In the new front page San Francisco Weekly story California Family Courts Helping Pedophiles, Batterers Get Child Custody (3/2/11), author Peter Jamison extensively criticizes the legitimacy of Parental Alienation Syndrome. His central assertion is:
PAS has never been accepted into the Diagnostic and Statistical Manual of Mental Disorders, the psychiatrist’s bible of known conditions. The syndrome has also been denounced by professional groups including the National Council of Juvenile and Family Court Judges and the American Psychological Association Presidential Task Force on Violence and the Family, which view it as a ploy for obscuring a court’s inquiries into allegations of child abuse.

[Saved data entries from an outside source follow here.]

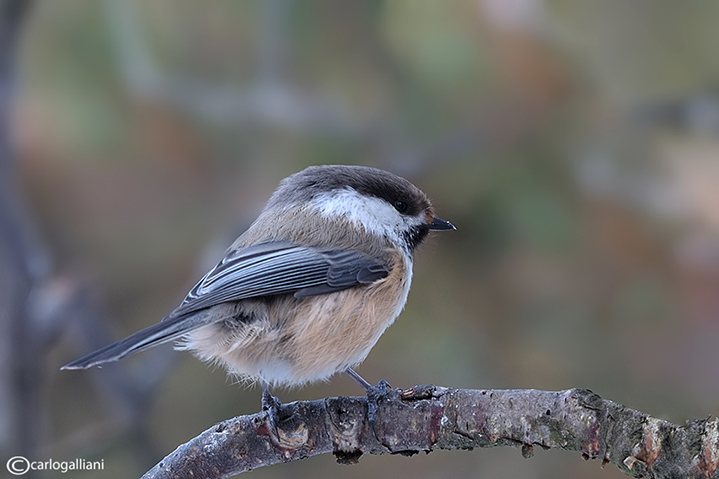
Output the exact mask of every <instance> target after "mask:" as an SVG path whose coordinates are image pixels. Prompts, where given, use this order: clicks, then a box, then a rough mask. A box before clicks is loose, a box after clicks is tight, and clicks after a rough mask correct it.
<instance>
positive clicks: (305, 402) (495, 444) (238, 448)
mask: <svg viewBox="0 0 719 479" xmlns="http://www.w3.org/2000/svg"><path fill="white" fill-rule="evenodd" d="M377 406H378V408H377V414H376V418H375V421H374V422H370V421H369V420H368V419H367V410H368V404H367V399H366V398H357V397H340V398H327V399H324V400H318V401H312V402H295V403H290V404H287V405H285V406H283V407H282V408H281V410H280V412H279V416H280V419H279V421H278V423H277V424H276V426H277V427H276V428H275V427H274V425H273V424H272V422H271V421H270V420H269V416H268V414H267V413H258V414H254V415H251V416H241V417H236V418H233V419H230V420H227V421H224V422H222V423H219V424H217V425H215V426H213V427H212V428H210V429H208V430H207V431H205V432H204V433H202V434H200V435H199V436H197V437H196V438H194V439H192V440H190V441H189V442H188V443H186V444H184V445H182V446H180V447H178V448H177V449H176V450H175V451H174V452H173V453H172V454H170V455H169V456H167V457H166V458H165V459H163V460H162V461H161V462H160V463H159V464H158V465H157V466H155V467H154V468H153V469H152V470H151V471H149V472H148V473H147V474H145V475H144V476H143V479H165V478H175V477H203V478H205V479H213V478H217V479H219V478H226V477H230V476H233V475H236V474H239V473H242V472H245V471H248V470H251V469H255V468H257V467H261V466H267V465H272V464H277V463H280V462H289V461H294V460H299V459H304V458H307V457H310V456H314V455H318V454H326V453H329V452H332V453H333V454H334V455H335V456H336V457H337V460H338V462H340V463H345V464H352V463H355V462H357V461H358V459H359V458H360V456H361V455H363V454H402V455H406V456H410V455H413V454H416V453H418V452H422V451H424V452H431V451H434V450H437V449H470V450H471V449H472V448H475V447H494V446H516V447H520V448H521V450H522V456H524V457H531V456H532V455H533V453H534V446H539V447H541V448H542V449H551V448H556V449H564V450H569V451H578V452H581V454H582V457H583V458H584V459H585V460H588V459H601V461H602V466H604V465H606V464H608V463H611V464H613V465H615V466H616V467H617V468H618V469H619V470H621V471H622V472H623V473H624V474H627V475H630V476H633V477H652V478H656V479H661V478H676V477H682V478H687V479H692V478H697V479H698V478H711V477H716V476H715V473H716V472H717V470H718V467H719V433H718V431H719V419H714V420H708V419H705V420H699V421H692V422H689V423H688V424H687V425H686V426H677V425H675V424H671V423H669V422H667V421H663V420H661V419H656V418H653V417H650V416H649V415H647V414H644V413H641V412H639V411H635V410H632V409H628V408H626V407H624V406H622V405H620V404H617V403H614V402H612V401H608V400H606V399H602V398H601V397H599V396H597V395H596V394H594V393H592V392H591V391H588V390H586V389H570V390H567V391H558V392H554V391H537V390H470V389H450V388H443V387H438V386H415V387H414V388H412V389H410V390H407V391H401V390H398V389H395V390H392V391H388V392H387V394H386V395H384V396H380V397H379V398H378V399H377Z"/></svg>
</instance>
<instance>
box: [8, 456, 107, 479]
mask: <svg viewBox="0 0 719 479" xmlns="http://www.w3.org/2000/svg"><path fill="white" fill-rule="evenodd" d="M5 465H6V467H7V470H8V472H9V473H10V474H12V475H14V476H22V475H23V474H25V473H27V472H28V471H60V472H61V473H63V474H65V473H66V472H69V471H102V470H103V469H105V460H104V459H101V460H99V461H88V460H85V459H74V460H72V461H56V460H54V459H47V460H45V461H31V460H29V459H28V458H26V457H24V456H13V457H11V458H10V459H8V461H7V463H6V464H5Z"/></svg>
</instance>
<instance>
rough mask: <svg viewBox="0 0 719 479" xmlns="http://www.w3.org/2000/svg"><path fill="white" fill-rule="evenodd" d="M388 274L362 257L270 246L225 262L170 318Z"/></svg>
mask: <svg viewBox="0 0 719 479" xmlns="http://www.w3.org/2000/svg"><path fill="white" fill-rule="evenodd" d="M388 273H389V271H388V269H387V266H386V265H384V264H383V263H382V262H381V261H379V260H377V259H375V258H371V257H369V256H367V255H364V254H362V253H359V252H357V251H352V250H341V249H323V248H317V247H310V246H302V245H297V244H293V243H286V242H274V243H265V244H261V245H257V246H251V247H249V248H243V249H240V250H237V251H233V252H231V253H230V254H228V255H227V256H225V257H224V258H223V259H222V261H220V262H219V263H218V264H217V266H215V267H214V268H213V269H212V270H211V271H210V272H209V273H207V274H206V275H205V277H204V278H202V279H201V280H200V281H199V282H198V283H197V284H196V285H195V287H193V288H192V290H190V292H189V293H188V295H187V296H186V297H185V299H184V300H183V302H182V304H180V306H179V307H178V308H177V309H175V310H174V311H173V312H172V313H171V314H170V315H169V316H168V318H170V317H177V316H179V315H186V314H188V313H192V312H194V311H199V310H201V309H205V308H209V307H211V306H214V305H216V304H220V303H224V302H228V301H238V300H241V299H247V298H256V297H263V296H274V295H278V294H294V295H295V296H296V297H298V298H301V297H307V296H313V295H317V294H325V293H329V292H333V291H340V290H343V289H347V288H351V287H353V286H357V285H360V284H369V283H372V282H374V281H377V280H379V279H382V278H384V277H386V276H387V274H388Z"/></svg>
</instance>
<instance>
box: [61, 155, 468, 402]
mask: <svg viewBox="0 0 719 479" xmlns="http://www.w3.org/2000/svg"><path fill="white" fill-rule="evenodd" d="M454 229H456V228H455V227H454V225H453V224H452V223H450V222H449V221H446V220H443V219H441V218H439V217H438V216H436V214H435V210H434V208H433V206H432V204H431V202H430V200H429V199H428V197H427V195H426V194H425V193H423V192H422V191H421V190H420V189H419V188H417V187H416V186H415V185H413V184H412V183H411V182H410V181H408V180H406V179H405V178H402V177H400V176H397V175H395V174H393V173H390V172H387V171H384V170H381V169H377V168H372V167H366V166H351V165H318V166H310V167H308V168H305V169H304V170H302V171H299V172H297V173H295V174H292V175H290V176H288V177H287V178H285V179H284V180H282V181H281V182H280V184H279V186H278V188H277V190H276V191H275V192H274V193H273V194H272V196H271V197H270V199H269V200H268V202H267V204H266V205H265V207H264V208H263V210H262V211H261V212H260V214H259V216H258V217H257V219H256V220H255V221H254V222H253V223H252V224H251V225H250V226H249V228H248V229H247V230H246V231H245V232H244V233H243V234H241V235H240V236H239V237H238V238H237V239H236V240H235V242H234V243H232V245H231V246H230V247H229V248H228V249H227V251H226V253H225V255H224V257H222V259H221V260H220V261H219V262H218V263H217V265H216V266H215V267H214V268H212V269H211V270H210V271H209V272H208V273H207V274H206V275H205V276H204V277H203V278H202V279H200V281H199V282H198V283H197V284H196V285H195V286H194V287H193V288H192V289H191V290H190V292H189V293H188V294H187V296H186V297H185V298H184V300H183V301H182V302H181V303H180V305H179V306H177V308H175V309H174V310H172V311H171V312H170V313H169V314H168V315H167V316H165V318H164V319H162V320H161V321H160V322H159V323H157V324H155V325H153V326H150V327H148V328H146V329H143V330H141V331H139V332H136V333H135V334H132V335H131V336H129V337H127V338H125V339H122V340H120V341H117V342H115V343H113V344H110V345H108V346H105V347H103V348H101V349H99V350H97V351H94V352H91V353H89V354H87V355H85V356H83V357H81V358H79V359H76V360H74V361H72V362H70V363H68V364H66V365H65V366H63V367H62V369H66V370H68V369H70V370H72V369H87V368H90V367H93V366H100V365H102V364H105V363H109V362H112V361H117V360H119V359H121V358H124V357H126V356H128V355H130V354H133V353H136V352H139V351H143V350H145V349H147V348H150V347H152V346H155V345H158V344H162V343H166V342H169V341H177V343H176V349H180V350H188V351H191V352H192V353H194V354H195V355H196V356H197V357H198V358H200V359H201V360H204V361H208V362H212V363H216V364H219V365H221V366H223V367H224V368H225V369H226V370H227V372H228V374H230V375H231V376H233V377H235V378H237V379H239V380H241V381H244V382H248V383H255V382H259V383H260V384H261V387H262V404H263V408H265V409H271V408H273V407H275V406H276V405H277V404H279V400H278V399H277V398H275V397H274V396H272V394H271V393H270V388H274V387H278V386H285V387H286V386H290V387H292V386H302V385H305V384H307V383H312V382H316V381H322V380H327V379H328V378H329V377H330V376H332V375H334V374H335V373H338V372H346V373H347V374H349V375H350V376H351V377H352V378H353V379H354V380H355V381H357V382H358V383H359V384H360V386H362V387H363V388H364V389H365V391H369V390H370V389H371V388H372V386H371V385H370V383H369V382H367V381H366V380H365V379H364V378H362V377H361V376H360V375H359V374H358V373H357V372H356V371H355V369H354V368H356V367H357V366H358V365H359V364H360V363H361V362H362V361H363V360H364V359H365V358H366V357H367V355H368V354H369V352H370V350H371V349H372V347H373V346H374V345H375V343H376V342H377V341H378V340H379V338H380V336H381V335H382V334H383V333H384V331H385V330H386V329H387V327H389V326H390V325H391V324H392V323H393V322H394V321H395V319H396V318H397V316H398V315H399V314H400V312H401V311H402V309H403V308H404V305H405V303H406V301H407V295H408V293H409V289H410V283H411V280H412V265H413V256H414V253H415V251H416V249H417V248H418V247H419V246H420V244H422V243H423V242H424V240H425V239H426V237H427V236H428V234H429V232H430V231H449V230H454Z"/></svg>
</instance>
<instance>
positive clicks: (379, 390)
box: [346, 368, 392, 437]
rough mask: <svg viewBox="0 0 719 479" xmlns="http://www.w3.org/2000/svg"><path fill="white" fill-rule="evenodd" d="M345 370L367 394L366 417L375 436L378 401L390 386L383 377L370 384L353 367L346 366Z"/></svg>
mask: <svg viewBox="0 0 719 479" xmlns="http://www.w3.org/2000/svg"><path fill="white" fill-rule="evenodd" d="M346 372H347V374H348V375H349V376H350V377H351V378H352V379H354V380H355V381H357V383H358V384H359V385H360V386H362V389H364V391H365V394H366V395H367V419H368V420H369V424H370V427H371V428H372V431H373V432H374V434H375V437H377V431H376V430H375V424H377V408H378V407H379V401H380V399H382V398H383V397H384V396H386V395H387V392H388V391H390V390H391V389H392V386H390V385H389V383H388V382H387V381H385V380H384V379H381V380H380V382H379V383H377V385H376V386H372V385H371V384H370V383H369V382H367V380H365V378H363V377H362V376H360V375H359V374H357V371H355V370H354V369H352V368H347V371H346Z"/></svg>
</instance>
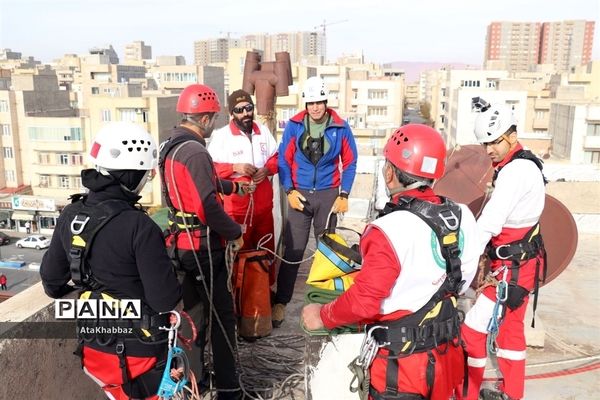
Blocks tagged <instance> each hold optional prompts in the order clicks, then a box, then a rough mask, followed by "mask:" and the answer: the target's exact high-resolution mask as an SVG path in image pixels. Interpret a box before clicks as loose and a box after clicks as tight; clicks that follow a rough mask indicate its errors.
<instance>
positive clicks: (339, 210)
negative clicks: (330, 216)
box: [331, 196, 348, 213]
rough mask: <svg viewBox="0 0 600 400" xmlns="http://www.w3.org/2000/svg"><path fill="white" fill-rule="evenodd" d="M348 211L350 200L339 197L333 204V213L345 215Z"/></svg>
mask: <svg viewBox="0 0 600 400" xmlns="http://www.w3.org/2000/svg"><path fill="white" fill-rule="evenodd" d="M347 211H348V198H347V197H343V196H338V197H337V199H335V202H334V203H333V207H331V212H334V213H345V212H347Z"/></svg>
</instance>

As we explained in our full analysis of Jamison’s piece here, there are numerous problems with the above claims. Now we can add another one–the American Psychological Association has distanced itself from its Presidential Task Force on Violence and the Family report which criticized Parental Alienation. We wrote Julia M. Silva, the APA’s Director of the Violence Prevention Office Public Interest Directorate in Washington, DC, concerning the 1996 APA report. According to Silva, the APA no longer makes the report available because it is “outdated and needs review” and the APA “has no plans to review and reprint it.” There are several other problems with the San Francisco Weekly’s claims above:
1) It is very inaccurate to say that “PAS has never been accepted into the Diagnostic and Statistical Manual of Mental Disorders.” This is because the last DSM was done in 1994, and preparation for it began just a few years after Parental Alienation Syndrome was first delineated. PAS isn’t in DSM because it couldn’t have been–the first opportunity for it to be included is actually happening right now, with the preparation of DSM-5. A group of 70 mental health experts from 12 countries are part of this current effort to add Parental Alienation to DSM-5. To learn more about this, as well as Fathers and Families’ involvement in it, click here. 2) It is very misleading to claim that the American Psychological Association has “denounced” PAS. The APA task force referred to by Jamison’s sources took place in 1996. Yet a decade later Rhea K. Farberman, Executive Director of Public and Member Communications of the American Psychological Association, publicly retorted that claims that the APA has discredited PAS are “incorrect” and “inaccurate,” and that the APA “does not have an official position on parental alienation syndrome–pro or con.” The APA has put out mixed messages about Parental Alienation Syndrome. Shared parenting advocate Les Veskrna, MD explains that at times “The APA has, in fact, heretofore made a significant endorsement of the validity of PAS.” Veskrna analzyed the APA’s history with PAS for Fathers and Families here. 3) According to a 2005 statement from the APA itself, “an APA 1996 Presidential Task Force on Violence and the Family noted the lack of data to support so-called ‘parental alienation syndrome,” and raised concern about the term”s use.’ This hardly equals “denounced.” Moreover, at the time (1996), Parental Alienation had only been delineated a decade earlier, and it wasn’t unreasonable to be “concerned” about its use until there was more research on it. 4) According to former Boston Globe columnist Cathy Young, “It is worth noting that the APA”s own stance may have been influenced by politics more than science: The 1996 family violence task force was chaired by psychologist Lenore Walker, whose own writings on ‘battered woman syndrome’ have been widely criticized as shoddy and ideologically driven.”